Друзья побежали, спотыкаясь, с поганой поляны прочь, и вскоре лес снова принял их в теплые, немного безразличные объятия.

На седьмой день, считая от смерти Финдана, божество возобновило погоню. Теперь на то, чтобы догнать наглецов, ему потребовалось больше времени, но это не могло остановить его. Оно шло по ясному следу и ни разу не сбилось с пути. По дороге оно почувствовало голод, убило и съело оленя, чтобы не возвращаться в святилище. Хотя слаще паленого мяса для него ничего не было, оно могло довольствоваться и сырым.

А друзья тем временем успели уйти уже далеко, потому что бежали, почти не останавливаясь, и в начале девятого дня, на рассвете, впервые за все это врем увидели жилье. Солнце долго медлило у горизонта, наполняя лес предрассветным мерцанием. Розоватые пятна света то вырывались из-за горизонта и пробегали по древесным стволам и траве, где вспыхивали росинки, то снова падали в пустоту, а потом вдруг по кронам прошелся долгий вдох ветра, и сразу, в одно мгновение, поднялось солнце. Мир наполнился густым золотым светом, так что друзья почти ослепли. Но длилось это совсем недолго, и вот уже золото стало прозрачным, а затем и невидимым, и все предметы вокруг из плоских и серых стали цветными и объемными. Таковы летние рассветы в лесах на юге Люсео.

Дом стоял на поляне. Маленький — избушка с крохотным оконцем. Никакого забора вокруг не было — да он и ни к чему в такой глуши. Возле дома имелись неглубокий колодец и несколько грядок с капустой. Вода здесь повсюду близко, оттого и край такой приветливый.

Друзья остановились, решая: обойти ли стороной это жилище или же постучаться в дверь и попросить дать им немного еды. Избушка дремала — в ней не угадывалось пока никакой жизни.

— Может быть, она давно стоит пустая, — предположил Хеддо, облизывая губы. Он смотрел на безмолвный домик и от сильного волнения перебирал ногами. — Может быть, там никого нет, а на столе осталось немного хлеба.

Тут избушка как будто ожила. То есть, ни звука, ни какого-либо движения там по-прежнему не наблюдалось, но Этихо ощутил, как окошко обратилось в некий глаз, раскрылось и с любопытством на них взирает.

— Э, нет, — сказал Этихо, — там есть кто-то. Идем — нужно быть вежливыми.

А оба они, хоть и выросли в разных частях Люсео, были очень хорошо воспитаны. И потому рука об руку пошли по сырой траве через всю поляну, и в веселых солнечных лучах все время подмигивали им то огненные капли влаги, то какие-нибудь немудрящие голубенькие цветочки. И от этого на сердце делалось легко.

За десять шагов до избушки они остановились. Кособокая дверь отворилась — с некоторым даже достоинством, какого от нее трудно было ожидать, и из домика выбрался, как улитка-бродяга из своей раковины, человек. При взгляде на него невольно подивишься: как он умещается в таком-то домишке!
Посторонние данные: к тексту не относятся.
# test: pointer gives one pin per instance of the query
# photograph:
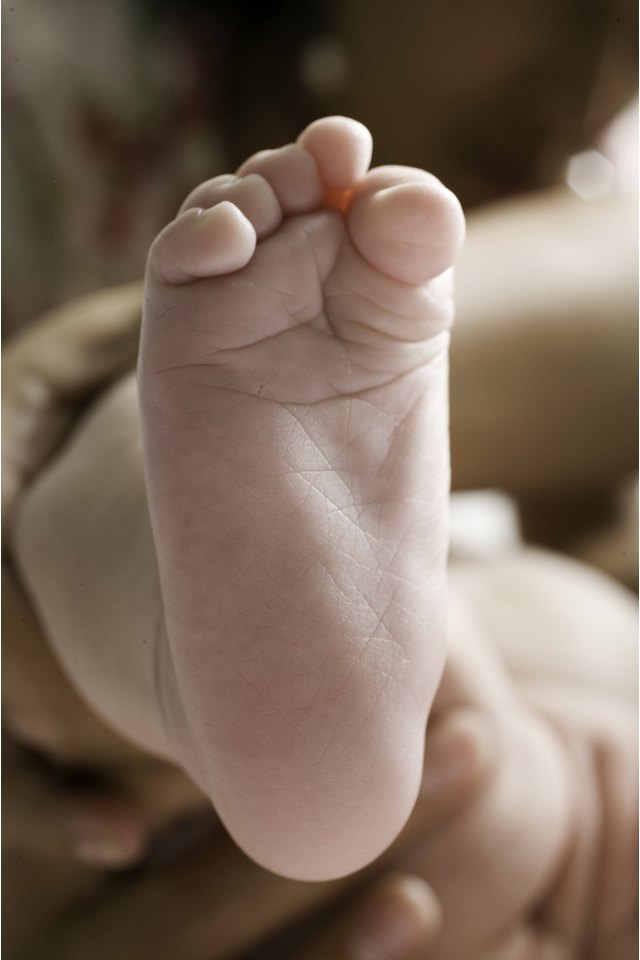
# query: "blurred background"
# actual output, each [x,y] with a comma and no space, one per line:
[114,110]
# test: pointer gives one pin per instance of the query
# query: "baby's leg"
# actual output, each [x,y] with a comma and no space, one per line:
[293,385]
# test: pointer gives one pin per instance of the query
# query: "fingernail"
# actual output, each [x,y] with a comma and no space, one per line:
[94,844]
[389,929]
[456,754]
[101,852]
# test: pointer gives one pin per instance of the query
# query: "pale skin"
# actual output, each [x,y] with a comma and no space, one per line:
[343,383]
[123,408]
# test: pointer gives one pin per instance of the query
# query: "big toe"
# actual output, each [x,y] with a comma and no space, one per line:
[405,223]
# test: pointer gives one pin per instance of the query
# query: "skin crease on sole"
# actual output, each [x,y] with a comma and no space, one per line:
[293,392]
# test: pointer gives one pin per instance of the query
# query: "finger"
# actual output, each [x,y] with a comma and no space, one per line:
[211,905]
[397,919]
[510,841]
[43,815]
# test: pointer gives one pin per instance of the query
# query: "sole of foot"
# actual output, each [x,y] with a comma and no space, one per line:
[293,384]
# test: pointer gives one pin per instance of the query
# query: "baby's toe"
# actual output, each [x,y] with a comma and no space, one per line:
[252,195]
[405,223]
[202,243]
[292,173]
[341,148]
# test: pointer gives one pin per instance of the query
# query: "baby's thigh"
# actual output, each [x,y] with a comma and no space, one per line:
[552,617]
[82,537]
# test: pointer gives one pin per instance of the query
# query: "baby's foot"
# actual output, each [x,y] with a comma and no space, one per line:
[293,382]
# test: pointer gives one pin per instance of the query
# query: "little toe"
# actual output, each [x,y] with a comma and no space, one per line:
[406,224]
[252,195]
[202,243]
[292,173]
[341,148]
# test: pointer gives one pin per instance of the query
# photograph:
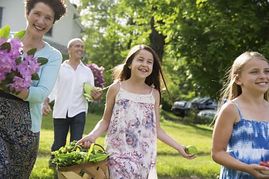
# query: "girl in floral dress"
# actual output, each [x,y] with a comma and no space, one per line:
[131,118]
[241,132]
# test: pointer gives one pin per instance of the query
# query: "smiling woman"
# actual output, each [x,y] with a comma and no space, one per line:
[19,141]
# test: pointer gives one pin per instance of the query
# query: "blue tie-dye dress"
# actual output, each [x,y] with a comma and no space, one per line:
[249,143]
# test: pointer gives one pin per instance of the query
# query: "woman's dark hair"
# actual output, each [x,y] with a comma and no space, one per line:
[58,6]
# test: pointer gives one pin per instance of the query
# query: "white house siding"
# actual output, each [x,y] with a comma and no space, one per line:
[63,30]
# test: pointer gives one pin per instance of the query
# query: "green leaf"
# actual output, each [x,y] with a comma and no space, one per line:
[5,46]
[31,51]
[35,76]
[42,60]
[5,31]
[19,34]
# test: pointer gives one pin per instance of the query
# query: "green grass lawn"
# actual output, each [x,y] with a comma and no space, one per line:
[170,165]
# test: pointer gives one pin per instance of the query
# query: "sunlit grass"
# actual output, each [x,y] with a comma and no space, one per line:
[170,165]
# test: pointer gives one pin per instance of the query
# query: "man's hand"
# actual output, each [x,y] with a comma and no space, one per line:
[96,93]
[46,107]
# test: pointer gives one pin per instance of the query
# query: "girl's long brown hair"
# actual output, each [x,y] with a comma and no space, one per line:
[122,72]
[232,90]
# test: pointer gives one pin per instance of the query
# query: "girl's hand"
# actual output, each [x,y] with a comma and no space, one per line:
[182,151]
[86,141]
[257,171]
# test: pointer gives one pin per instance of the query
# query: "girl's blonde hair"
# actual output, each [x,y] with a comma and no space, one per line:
[232,90]
[122,72]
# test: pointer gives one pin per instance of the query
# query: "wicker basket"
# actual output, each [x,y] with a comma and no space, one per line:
[97,170]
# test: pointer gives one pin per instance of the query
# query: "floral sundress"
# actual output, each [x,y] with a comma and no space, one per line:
[131,137]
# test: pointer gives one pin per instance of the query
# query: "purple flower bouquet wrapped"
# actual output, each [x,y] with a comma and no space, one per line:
[17,69]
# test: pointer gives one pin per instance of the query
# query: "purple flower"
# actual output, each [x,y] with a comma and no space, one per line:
[16,69]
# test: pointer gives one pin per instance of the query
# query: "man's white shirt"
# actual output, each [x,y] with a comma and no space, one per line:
[68,90]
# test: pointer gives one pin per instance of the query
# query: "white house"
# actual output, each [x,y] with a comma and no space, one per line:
[68,27]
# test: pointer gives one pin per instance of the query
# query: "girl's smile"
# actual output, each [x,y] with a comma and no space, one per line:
[142,64]
[40,19]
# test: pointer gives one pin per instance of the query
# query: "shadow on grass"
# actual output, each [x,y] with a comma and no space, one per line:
[201,130]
Он был худым, это правда — на юге Люсео толстяки долго не задерживаются, — но очень широкоплечим и ужасно — устрашающе! — высоким. Черное его лицо было очень красивым и старым: тонкое, с небольшими прищуренными глазами, чуть смятое в морщины на лбу и щеках, но веселое. Он глядел с напором, словно хотел сказать: «Ну, что тут за фрукты-овощи? А ну, марш в корзину!» Волосы, от природы белые, отливали сизой сталью. Он носил их заплетенными в длинную тонкую косу.

— Эй, вы! — закричал он громко. — У меня поспел завтрак! Он лежит на столе и плачет медовыми слезами, жалуясь, что я не спешу отдать ему должное!
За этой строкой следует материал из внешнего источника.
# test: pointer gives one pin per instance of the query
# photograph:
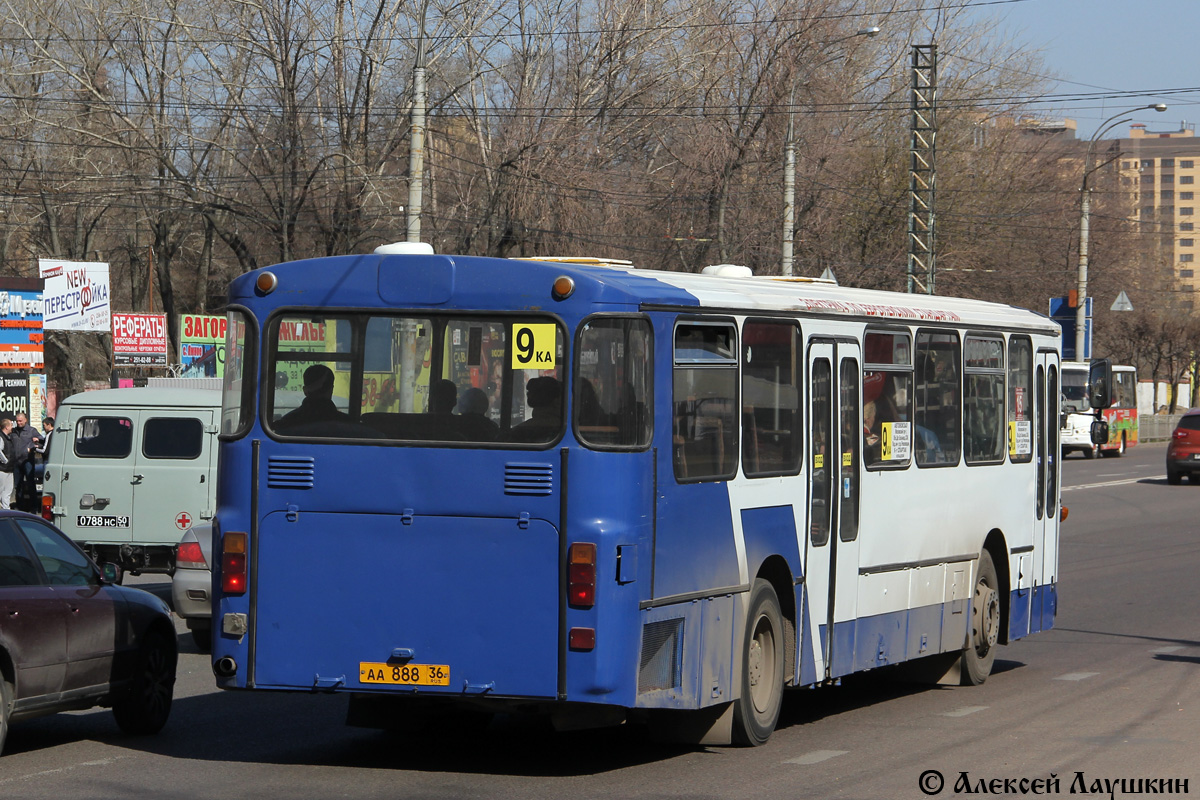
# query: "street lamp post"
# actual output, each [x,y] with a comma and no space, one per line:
[790,168]
[1085,210]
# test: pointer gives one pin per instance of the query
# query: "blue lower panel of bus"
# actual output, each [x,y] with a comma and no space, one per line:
[475,595]
[1032,611]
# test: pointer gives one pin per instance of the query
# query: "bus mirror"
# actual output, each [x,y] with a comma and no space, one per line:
[1099,385]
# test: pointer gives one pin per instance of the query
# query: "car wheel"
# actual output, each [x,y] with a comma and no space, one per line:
[5,702]
[144,705]
[756,711]
[981,651]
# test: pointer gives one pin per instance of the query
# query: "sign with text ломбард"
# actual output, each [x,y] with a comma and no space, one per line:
[76,296]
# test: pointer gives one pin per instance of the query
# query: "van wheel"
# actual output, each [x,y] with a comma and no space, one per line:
[981,651]
[756,710]
[144,705]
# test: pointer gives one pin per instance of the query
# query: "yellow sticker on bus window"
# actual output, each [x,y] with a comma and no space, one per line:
[534,347]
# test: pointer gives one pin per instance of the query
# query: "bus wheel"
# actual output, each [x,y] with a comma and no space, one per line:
[981,651]
[756,710]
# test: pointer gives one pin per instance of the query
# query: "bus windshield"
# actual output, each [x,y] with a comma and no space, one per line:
[358,376]
[1074,391]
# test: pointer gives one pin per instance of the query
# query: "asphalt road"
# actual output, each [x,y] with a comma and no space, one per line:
[1113,692]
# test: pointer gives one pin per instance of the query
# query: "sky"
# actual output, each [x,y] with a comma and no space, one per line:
[1111,55]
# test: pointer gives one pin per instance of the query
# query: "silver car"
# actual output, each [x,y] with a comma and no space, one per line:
[191,587]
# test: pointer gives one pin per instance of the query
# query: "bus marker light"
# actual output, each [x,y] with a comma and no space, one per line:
[581,575]
[563,288]
[233,563]
[582,638]
[267,282]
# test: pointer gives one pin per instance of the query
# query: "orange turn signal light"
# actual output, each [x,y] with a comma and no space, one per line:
[563,288]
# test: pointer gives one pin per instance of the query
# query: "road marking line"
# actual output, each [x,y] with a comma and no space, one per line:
[816,757]
[1101,486]
[965,710]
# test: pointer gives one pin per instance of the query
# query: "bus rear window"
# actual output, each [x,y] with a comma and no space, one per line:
[453,380]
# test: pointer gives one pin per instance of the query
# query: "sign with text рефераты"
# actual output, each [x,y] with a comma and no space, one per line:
[76,296]
[139,340]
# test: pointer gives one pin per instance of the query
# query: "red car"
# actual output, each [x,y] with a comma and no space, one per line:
[1183,451]
[71,638]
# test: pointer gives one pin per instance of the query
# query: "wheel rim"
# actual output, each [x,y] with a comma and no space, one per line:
[761,665]
[985,609]
[157,684]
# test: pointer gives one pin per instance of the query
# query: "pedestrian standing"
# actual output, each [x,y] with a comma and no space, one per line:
[7,462]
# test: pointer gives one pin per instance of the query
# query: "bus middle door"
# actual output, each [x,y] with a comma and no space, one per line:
[834,476]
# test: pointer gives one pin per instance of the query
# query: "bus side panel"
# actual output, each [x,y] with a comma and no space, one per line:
[477,595]
[610,503]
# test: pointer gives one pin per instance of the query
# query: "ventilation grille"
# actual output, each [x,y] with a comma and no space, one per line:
[528,479]
[661,655]
[291,471]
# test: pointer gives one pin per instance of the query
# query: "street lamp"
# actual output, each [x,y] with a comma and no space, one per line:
[1085,209]
[790,164]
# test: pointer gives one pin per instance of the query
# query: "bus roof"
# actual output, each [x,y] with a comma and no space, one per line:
[418,281]
[148,397]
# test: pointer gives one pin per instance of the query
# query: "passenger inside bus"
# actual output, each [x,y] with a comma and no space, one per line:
[473,416]
[545,398]
[317,408]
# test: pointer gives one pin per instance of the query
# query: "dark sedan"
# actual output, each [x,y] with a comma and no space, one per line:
[71,638]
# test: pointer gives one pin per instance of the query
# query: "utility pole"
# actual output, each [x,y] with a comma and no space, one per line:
[417,142]
[923,173]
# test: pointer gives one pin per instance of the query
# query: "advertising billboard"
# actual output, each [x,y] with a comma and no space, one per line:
[202,346]
[139,340]
[21,324]
[76,296]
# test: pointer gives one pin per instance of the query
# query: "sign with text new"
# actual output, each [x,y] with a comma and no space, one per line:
[139,340]
[76,295]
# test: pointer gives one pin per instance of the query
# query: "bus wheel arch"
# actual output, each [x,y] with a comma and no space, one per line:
[988,618]
[761,696]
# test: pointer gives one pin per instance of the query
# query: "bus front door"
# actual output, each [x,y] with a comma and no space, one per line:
[834,426]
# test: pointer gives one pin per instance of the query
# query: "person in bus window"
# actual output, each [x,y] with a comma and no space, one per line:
[317,405]
[473,416]
[545,397]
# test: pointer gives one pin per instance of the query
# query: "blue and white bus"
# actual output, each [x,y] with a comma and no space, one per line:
[604,493]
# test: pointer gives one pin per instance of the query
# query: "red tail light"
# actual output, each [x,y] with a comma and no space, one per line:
[233,563]
[581,575]
[189,554]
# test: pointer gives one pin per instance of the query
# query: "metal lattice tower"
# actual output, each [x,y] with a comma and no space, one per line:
[923,175]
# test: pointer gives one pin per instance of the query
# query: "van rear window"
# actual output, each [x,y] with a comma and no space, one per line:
[103,437]
[173,437]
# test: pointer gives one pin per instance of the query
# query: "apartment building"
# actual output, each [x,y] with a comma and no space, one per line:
[1158,173]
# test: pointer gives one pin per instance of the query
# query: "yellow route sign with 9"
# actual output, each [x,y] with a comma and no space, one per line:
[534,346]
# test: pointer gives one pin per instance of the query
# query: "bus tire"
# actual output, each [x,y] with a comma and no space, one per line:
[756,710]
[981,651]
Тут до друзей донесся такой явственный запах свежих медовых лепешек, что Хеддо посерел, закатил глаза и начал оседать на землю, а Этихо покачнулся, как от удара. Обитатель избушки подбоченился.

— Да вы оба голодны, как барсучьи щенки! Пожалуй, стоит поглядеть на то, как вы станете кушать!

И с этими словами он одним прыжком настиг пришельцев и втащил их в свой крошечный домик.

Там стоял полумрак, но ошибиться в запахе было невозможно, и оба друга, несколько раз больно ударившись о какие-то невидимые предметы, в мгновение ока добрались до стола и похватали с него медовые лепешки. Они ели их и стонали, а поев, опьянели и принялись глупо хихикать. И Хеддо понял вдруг, что никогда в жизни не выдавалось у него более счастливой минуты.